The 3 major IDEs all have plugins for clojure (InelliiJ IDEA 9 &
NetBeans 6.8, Eclipse 3.x) and are free.  This might be a  good
start.  There is no "standard" entry point.  In the end you will most
likely end up on Emacs/Slime if you turn into a lisp nerd. :)  I
recommend NetBeans w/ Enclojure plugin (download it and add it w/ the
plugins menu prefs).

-Tim

On Dec 13, 4:49 am, kaveh_shahbazian <[email protected]>
wrote:
> I am a C# developer, writing ASP.NET, Windows Applications, managed
> libraries for 7 years by now.
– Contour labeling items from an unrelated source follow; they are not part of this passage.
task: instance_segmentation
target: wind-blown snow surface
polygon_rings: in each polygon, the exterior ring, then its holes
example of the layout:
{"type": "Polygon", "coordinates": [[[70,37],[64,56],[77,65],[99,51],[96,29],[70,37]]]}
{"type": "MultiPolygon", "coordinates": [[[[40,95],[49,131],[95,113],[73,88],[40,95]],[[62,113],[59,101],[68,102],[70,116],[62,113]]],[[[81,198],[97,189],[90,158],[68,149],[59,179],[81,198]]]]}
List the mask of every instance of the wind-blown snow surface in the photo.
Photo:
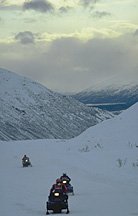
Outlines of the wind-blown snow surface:
{"type": "Polygon", "coordinates": [[[112,116],[0,68],[0,140],[72,138],[112,116]]]}
{"type": "Polygon", "coordinates": [[[0,142],[0,215],[45,215],[51,185],[72,178],[74,216],[138,215],[138,104],[70,140],[0,142]],[[23,154],[33,167],[22,168],[23,154]]]}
And before that I had done some C/C++. I
> have never - well; almost never - stepped out of Microsoft world (out
> of Visual Studio actually) for any big projects and I am not so fluent
> in things like automating things (NAnt, ...), TDD (NUnit, ...) and
> that kind of stuff (being a real developer if some put it so) - I have
> done some Java and PHP programming for fast developing in one project
> or two.
>
> * Is Clojure proper for such a person to step into open source world
> (and I take it as inevitably into Java world)?
>
> What I have in mind is to develop something on Google App Engine (so
> it is mostly web application and it will have some libraries and
> executables to run on GAE or other servers).
>
> Regards
>
> Note: Visual Studio can be assumed as a perfect entrance into .NET
> world: editor, debugger, web development, test tools, designers,
> deployment tools (primitive ones), etc.
>
> Is there such an entrance to Clojure? (Not necessarily a Visual
> Studio, but a bundle of *standardized* - that's a leaky word, I know -
> tools, a set of tools as the main route to go along).